- Genre: Travel documentary, Nature documentary
- Presented by: Nigel Marven
- Narrated by: Nigel Marven
- Composer: Will Slater
- Country of origin: United Kingdom
- Original language: English

Production
- Producer: Nigel Marven
- Production locations: Hainan Island, China
- Cinematography: Simon Wagen
- Editor: Rob Davies
- Running time: 44 minutes
- Production companies: Image Impact Ltd Beijing Asian Union Culture Media Investment Ltd

Original release
- Network: Eden
- Release: 10 February 2012

Related
- Yunnan Adventure with Nigel Marven; Untamed China with Nigel Marven;

= Hainan Adventure with Nigel Marven =

Hainan Adventure with Nigel Marven is one-hour British travel and nature documentary created by Image Impact production company for Eden and first broadcast in February 2012.

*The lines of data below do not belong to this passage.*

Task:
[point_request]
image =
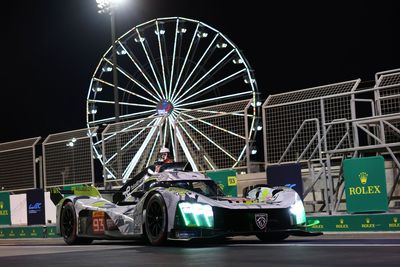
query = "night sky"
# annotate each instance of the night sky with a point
(50, 49)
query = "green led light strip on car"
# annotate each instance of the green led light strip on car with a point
(197, 215)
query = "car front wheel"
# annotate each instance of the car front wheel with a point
(155, 224)
(69, 226)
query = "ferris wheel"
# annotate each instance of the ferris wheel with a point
(170, 67)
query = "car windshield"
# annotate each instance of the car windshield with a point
(205, 187)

In the program, wildlife presenter Nigel Marven crosses Hainan Island in China in the footsteps of English explorer John Whitehead. Guided by Whitehead's journal, he journeys to South China Sea and Bawanling Reserve to explore pristine rainforests and meets a lot of different creatures, including Hainan silver pheasant. The highlight is encounter with one of the largest fruit bat roost in the world hidden under one roof.